We simulated the NACA 0012 with the gamma-theta model from Re = 48k to 250k and found that it almost consistently under-predicted lift due to the too-large separation region/bubble. Like you, we found good pressure curve and transition onset data. The problem was with the prediction of the reattachment points, which were too far downstream compared to published results. It seems that the transition onset correlations work well for external aerodynamics while the transition length and reattachment correlations need to be calibrated specifically for this regime.

We have a paper being released soon online in the International Journal for Numerical Methods in Fluids (authors: Counsil and Boulama) on this topic; our work will also be in the proceedings of the 20th AIAA CFD Conference from June 2011 (same authors).

Hi Josh

I'm looking forward to the paper. The issue I'm struggling with is that the foil goes into stall a few degrees too early and at lower lift coefficient values than experiments. It's a thick airfoil so I assume it would be hard to simulate as well. Convergence of steady state often doesn't happen and I switch to the unsteady model when lift and drag begin to oscillate.

In our case, steady state was only achievable for higher Reynolds numbers and turbulence intensities. Stall occurs too early in our simulations, as well, and we also base our convergence on lift and drag oscillations.

Thanks for the feedback. I wonder whether other solvers perform better with the model than cfx.

Let's step back. How does your comparison look at 4 degrees AoA?

It could be that the top and bottom walls (which I assume are solid) of the WT are affecting the results. But, since I don't have knowledge about the data, not sure. It will depend on the 0.5*height/chord ratio.

I would suggest that you do a run with the top and bottom WT walls. Neglect the B.L. by setting the walls to slip.
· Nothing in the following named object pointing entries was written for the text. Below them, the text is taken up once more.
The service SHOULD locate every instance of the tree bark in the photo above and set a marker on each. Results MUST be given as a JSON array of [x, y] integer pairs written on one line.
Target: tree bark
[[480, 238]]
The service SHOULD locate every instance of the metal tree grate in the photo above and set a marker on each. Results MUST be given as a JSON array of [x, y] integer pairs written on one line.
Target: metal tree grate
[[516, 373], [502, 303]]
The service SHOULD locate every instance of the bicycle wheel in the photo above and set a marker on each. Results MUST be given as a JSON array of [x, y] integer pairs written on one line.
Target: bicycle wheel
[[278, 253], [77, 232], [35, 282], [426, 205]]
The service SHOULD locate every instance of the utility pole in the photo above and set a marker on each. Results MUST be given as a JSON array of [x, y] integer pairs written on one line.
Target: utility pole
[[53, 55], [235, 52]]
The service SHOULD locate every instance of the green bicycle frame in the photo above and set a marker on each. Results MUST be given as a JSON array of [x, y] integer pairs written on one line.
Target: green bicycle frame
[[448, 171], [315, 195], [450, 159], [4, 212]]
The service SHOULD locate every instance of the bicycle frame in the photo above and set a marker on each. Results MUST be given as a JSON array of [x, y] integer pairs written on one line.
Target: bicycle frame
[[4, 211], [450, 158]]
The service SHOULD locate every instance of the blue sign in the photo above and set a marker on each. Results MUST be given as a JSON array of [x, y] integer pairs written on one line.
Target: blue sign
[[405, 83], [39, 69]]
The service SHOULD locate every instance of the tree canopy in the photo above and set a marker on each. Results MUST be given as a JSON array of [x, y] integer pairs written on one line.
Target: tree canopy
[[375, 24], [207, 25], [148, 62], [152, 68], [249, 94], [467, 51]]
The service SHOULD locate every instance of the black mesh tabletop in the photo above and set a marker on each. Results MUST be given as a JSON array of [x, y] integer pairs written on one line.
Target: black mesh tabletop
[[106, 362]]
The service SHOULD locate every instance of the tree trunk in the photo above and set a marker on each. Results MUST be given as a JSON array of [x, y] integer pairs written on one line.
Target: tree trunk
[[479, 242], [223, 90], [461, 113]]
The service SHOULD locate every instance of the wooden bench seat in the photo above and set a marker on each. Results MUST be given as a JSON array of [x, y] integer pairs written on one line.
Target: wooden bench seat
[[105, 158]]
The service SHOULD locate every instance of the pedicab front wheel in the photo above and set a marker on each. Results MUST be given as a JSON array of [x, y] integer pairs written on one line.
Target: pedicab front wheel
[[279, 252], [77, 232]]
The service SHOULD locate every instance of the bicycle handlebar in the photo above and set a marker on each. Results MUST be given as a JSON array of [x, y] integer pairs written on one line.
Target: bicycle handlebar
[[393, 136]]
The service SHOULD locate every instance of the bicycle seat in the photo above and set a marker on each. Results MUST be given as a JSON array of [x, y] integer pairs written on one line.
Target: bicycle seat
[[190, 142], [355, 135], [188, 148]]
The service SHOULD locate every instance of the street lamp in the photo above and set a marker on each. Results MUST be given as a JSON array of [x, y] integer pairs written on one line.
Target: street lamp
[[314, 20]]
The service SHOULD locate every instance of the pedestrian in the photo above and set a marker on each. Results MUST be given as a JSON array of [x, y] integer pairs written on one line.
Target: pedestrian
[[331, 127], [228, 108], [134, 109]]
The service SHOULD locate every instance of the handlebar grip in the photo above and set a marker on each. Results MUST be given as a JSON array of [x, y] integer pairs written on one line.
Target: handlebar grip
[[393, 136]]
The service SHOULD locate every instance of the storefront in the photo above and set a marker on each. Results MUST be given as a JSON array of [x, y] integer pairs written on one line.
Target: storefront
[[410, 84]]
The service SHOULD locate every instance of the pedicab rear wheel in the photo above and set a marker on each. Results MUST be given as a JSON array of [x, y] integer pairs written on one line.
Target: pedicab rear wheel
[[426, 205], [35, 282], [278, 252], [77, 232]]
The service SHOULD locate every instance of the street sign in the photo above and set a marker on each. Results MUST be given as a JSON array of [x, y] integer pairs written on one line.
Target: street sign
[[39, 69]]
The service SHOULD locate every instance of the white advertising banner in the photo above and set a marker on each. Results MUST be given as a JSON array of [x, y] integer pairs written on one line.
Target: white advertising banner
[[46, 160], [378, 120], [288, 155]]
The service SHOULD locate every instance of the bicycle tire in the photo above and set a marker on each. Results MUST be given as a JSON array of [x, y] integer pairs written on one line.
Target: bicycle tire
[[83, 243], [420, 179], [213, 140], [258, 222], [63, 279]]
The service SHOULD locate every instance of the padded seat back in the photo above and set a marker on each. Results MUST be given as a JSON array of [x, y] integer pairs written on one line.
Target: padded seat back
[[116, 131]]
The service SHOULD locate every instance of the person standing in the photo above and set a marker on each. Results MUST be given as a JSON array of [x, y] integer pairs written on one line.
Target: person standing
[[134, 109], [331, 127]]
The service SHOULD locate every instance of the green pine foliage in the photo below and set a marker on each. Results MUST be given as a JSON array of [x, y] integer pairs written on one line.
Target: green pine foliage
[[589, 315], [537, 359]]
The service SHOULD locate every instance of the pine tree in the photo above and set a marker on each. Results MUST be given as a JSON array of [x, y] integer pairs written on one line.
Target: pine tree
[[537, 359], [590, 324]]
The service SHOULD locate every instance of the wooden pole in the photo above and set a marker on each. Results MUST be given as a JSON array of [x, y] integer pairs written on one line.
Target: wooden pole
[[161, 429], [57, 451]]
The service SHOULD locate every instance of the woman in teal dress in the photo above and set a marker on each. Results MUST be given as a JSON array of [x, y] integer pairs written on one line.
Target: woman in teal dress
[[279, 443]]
When I ran SA on the S809 my slope with the walls was higher than without. The half height vs. chord ratio TU Delft data is about 1.5. So, it is not surprising, in this case, that the walls affect the results.

Hi Martin,

I ran the simulation using slip walls and convergence was problematic (residuals oscillated a lot) plus the pressure distribution on the foil was wrong.
At 4 deg AOA using no-slip walls the pressure distribution reasonably agrees with experiments hence good lift coefficient. However in the wall shear curve on foil in the region where separation bubble occurs and wall shear is supposed to be nearly constant, the wall shear value starts off nearly straight but dips before reattachment. I've seen this dip at other attack angles as well. I haven't seen this dip in xfoil and don't have experimental results for wall shear.

Cheers,
Nick

Not sure why your case with slip wind tunnel walls would have trouble converging when your case with no slip does converge. But, I don't have experience with the gamma theta turbulence model.

BTW, does this mean your prediction improved by including the wind tunnel walls in your model?

If you would like to pin down the skin friction, you may need to decrease your y+ spacing. The boundary layer next to the airfoil on the inside of the separation bubble can get thin. Also, the boundary layer towards a separation and reattachment point can get thinish too. So try cutting your y+ by 1/2. If you see a difference, try cutting by another 1/2. Keep doing this until the changes become unimportant to your solution.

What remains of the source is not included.